In our Data Visualization 101 series, we cover each chart type to help you sharpen your data visualization skills.
For a general data refresher, start here.
Scatter plots have been called the “most versatile, polymorphic, and generally useful invention in the history of statistical graphics” (Journal of the History of the Behavioral Sciences, 2005). That’s a big claim, but just as their name implies, they can take a confusing and scattered set of data and make sense of it. As such, these plots are much more than a visualization tool; they are a discovery tool. Let’s look at what makes the scatter plot so good.
What It Is
The scatter plot is simply a set of data points plotted on an x and y axis to represent two sets of variables. The shape those data points create tells the story, most often revealing correlation (positive or negative) in a large amount of data.
Here, a scatter plot reveals the pattern in different product families, showing how much they produce in revenue compared to their units sold.
Where It Came From
If you’ve read our previous posts in this series, it might come as a shock that, while he did bring the line, bar, and pie charts to the world, data visualization pioneer William Playfair didn’t invent the scatter plot. In fact, the scatter plot’s history is much more, well, scattered.
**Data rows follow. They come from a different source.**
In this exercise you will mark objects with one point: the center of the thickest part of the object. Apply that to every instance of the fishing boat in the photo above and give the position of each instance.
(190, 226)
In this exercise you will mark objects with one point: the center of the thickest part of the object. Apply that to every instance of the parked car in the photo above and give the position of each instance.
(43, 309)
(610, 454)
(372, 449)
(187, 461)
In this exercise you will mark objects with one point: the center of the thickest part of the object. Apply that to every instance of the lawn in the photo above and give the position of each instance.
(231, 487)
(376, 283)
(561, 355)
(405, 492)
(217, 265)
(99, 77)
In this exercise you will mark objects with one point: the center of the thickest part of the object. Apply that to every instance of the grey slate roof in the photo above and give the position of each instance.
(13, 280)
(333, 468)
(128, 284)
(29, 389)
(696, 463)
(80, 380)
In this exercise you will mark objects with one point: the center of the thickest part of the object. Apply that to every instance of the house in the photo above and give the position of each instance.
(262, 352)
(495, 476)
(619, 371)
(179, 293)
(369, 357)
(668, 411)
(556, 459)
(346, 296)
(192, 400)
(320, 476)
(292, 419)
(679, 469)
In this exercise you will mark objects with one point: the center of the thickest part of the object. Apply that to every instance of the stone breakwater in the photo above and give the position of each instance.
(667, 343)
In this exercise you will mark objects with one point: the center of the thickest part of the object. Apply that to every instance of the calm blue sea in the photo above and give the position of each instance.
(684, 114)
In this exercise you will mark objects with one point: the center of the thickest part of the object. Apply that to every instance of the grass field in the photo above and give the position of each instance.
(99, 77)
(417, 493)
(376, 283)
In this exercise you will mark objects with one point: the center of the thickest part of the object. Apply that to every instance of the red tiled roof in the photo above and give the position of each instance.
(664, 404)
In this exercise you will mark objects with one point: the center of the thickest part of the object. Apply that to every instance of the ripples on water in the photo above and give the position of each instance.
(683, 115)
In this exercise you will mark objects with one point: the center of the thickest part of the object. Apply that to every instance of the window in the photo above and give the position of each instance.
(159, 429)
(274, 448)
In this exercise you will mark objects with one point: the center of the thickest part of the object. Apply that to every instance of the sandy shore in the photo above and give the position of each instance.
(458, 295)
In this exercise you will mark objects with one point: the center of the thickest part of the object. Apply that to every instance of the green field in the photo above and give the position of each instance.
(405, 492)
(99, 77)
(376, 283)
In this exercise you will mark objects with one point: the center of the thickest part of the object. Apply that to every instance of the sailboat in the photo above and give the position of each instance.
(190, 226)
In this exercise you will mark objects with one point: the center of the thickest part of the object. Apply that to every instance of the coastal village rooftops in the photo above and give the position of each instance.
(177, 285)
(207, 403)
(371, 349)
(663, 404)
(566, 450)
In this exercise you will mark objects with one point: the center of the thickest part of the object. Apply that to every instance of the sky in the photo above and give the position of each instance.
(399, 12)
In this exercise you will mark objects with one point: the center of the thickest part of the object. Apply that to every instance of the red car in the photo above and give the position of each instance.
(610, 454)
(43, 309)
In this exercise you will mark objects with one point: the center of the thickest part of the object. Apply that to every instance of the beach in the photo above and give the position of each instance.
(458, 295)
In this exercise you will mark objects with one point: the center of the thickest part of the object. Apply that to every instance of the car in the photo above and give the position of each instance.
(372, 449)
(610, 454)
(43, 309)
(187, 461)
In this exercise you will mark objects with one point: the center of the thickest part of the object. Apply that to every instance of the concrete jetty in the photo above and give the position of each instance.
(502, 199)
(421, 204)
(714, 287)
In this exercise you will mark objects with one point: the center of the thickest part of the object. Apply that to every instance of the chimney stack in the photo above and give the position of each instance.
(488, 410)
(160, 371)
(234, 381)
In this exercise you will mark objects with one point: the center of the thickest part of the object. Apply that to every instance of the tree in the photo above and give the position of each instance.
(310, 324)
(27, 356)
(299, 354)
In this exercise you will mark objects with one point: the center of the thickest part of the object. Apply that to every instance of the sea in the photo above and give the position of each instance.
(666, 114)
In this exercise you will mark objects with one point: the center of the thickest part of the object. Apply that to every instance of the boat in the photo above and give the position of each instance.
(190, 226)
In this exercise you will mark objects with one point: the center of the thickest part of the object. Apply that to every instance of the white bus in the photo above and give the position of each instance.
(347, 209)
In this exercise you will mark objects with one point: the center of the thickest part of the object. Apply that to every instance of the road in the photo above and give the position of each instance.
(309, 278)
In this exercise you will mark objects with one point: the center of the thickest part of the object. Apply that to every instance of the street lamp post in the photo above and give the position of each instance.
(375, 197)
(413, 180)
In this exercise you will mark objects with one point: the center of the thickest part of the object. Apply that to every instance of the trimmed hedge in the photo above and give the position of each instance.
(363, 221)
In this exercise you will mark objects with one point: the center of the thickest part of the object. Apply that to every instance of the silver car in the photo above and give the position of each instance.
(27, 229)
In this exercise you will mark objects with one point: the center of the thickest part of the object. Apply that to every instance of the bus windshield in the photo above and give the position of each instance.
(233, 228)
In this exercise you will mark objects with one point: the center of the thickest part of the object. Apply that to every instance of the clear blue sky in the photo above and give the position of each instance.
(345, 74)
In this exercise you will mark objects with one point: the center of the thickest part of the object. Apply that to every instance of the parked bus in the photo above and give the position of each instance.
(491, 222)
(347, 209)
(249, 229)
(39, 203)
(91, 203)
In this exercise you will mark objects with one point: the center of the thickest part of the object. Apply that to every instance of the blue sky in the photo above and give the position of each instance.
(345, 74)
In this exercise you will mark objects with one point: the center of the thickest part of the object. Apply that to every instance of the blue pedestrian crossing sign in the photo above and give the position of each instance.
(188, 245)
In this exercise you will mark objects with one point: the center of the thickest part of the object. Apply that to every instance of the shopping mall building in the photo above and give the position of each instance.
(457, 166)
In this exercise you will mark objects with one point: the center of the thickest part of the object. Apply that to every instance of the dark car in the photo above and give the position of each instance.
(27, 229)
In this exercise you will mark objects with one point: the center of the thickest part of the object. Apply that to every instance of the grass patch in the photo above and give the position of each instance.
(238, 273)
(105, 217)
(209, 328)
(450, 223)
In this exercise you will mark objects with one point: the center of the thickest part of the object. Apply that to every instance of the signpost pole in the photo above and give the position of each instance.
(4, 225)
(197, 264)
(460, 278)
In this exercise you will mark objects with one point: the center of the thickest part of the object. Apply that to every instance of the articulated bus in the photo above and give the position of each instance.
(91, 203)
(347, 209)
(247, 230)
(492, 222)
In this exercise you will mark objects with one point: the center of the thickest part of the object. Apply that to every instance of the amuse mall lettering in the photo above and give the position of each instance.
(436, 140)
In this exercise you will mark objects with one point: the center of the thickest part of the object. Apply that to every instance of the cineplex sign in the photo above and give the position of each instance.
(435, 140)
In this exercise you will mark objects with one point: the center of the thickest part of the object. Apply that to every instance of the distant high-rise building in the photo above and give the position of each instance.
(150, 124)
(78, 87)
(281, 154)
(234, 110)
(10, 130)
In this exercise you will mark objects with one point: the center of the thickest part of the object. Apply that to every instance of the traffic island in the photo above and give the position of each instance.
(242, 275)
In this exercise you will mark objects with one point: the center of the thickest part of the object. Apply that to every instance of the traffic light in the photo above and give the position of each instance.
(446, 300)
One reason we don’t have a specific inventor for this visualization form is because people have been plotting data on maps and with Cartesian coordinates for centuries. It was only a matter of time before people independently realized the story hidden inside those clouds of data. (Playfair probably missed inventing the scatter plot because the data he was charting was almost exclusively based on a time-series, which his charts were already well-suited to represent.)
Once the scatter plot did catch on, however, it made a splash in the world of science, precipitating a number of exciting discoveries.
In 1905, when Danish astronomer Ejnar Hertzprung tabled the luminosity (or absolute magnitude) of stars versus their colors (ranging through the color spectrum from blue-white to red), he noticed some correlations and trends. But it wasn’t until he and American astronomer Henry Norris Russell independently plotted that data between 1911 and 1913 that they noticed something that would change our understanding of the cosmos.
Here, they saw a distinct trend along a diagonal band from the top right (high luminosity/low spectral color) to the low left (low luminosity/high spectral color). They also noticed a cluster of data in the top right of their charts. What the two had stumbled upon was a new understanding in the life of stars and how they age, from newly formed blue-white stars to old red stars. That cluster off to the side was composed only of giant stars.
A newly plotted Hertzprung-Russell Diagram, showing 22,000 stars. (The Sun would be found on the main sequence at luminosity 1.)
For more about the exploration of the scatter plot’s origins, check out this paper by Michael Friendly and Daniel Denis.
When to Use It
It’s easy to see the usefulness of the scatter plot, but it’s important to point out its unique advantages over other chart types. Unlike other charts, scatter plots have the ability to show trends, clusters, patterns, and relationships in a cloud of data points—especially a very large one.
Whether plotting lung capacity compared to free-diving depth, the magnitude of earthquakes compared to their duration, or profits compared to expenditures in a multitude of different business divisions, the data’s correlation can be interpreted in a number of different ways. Trends presented may include:
Positive correlation (both values increasing in unison): Negative correlation (one value increases while the other decreases):
Null (no correlation between data):
Outliers (data points or clusters far outside the norm of the data set):
Note: It’s important to remember that correlation does not always equal causation, and other unnoticed variables could be influencing the data in a chart.
Best Practices for Designing Scatter Plots
Now that you have a basic understanding of scatter plots, let’s look at 4 tips to get the most out of using them.
1) Start Y-Axis Value at 0
Starting the axis above zero truncates the visualization of values.
2) Include More Variables
Use size and dot color to encode additional data variables.
3) Use Trend Lines
These help draw correlation between the variables to show trends.
4) Don’t Compare More Than Two Trend Lines
Too many lines make data difficult to interpret.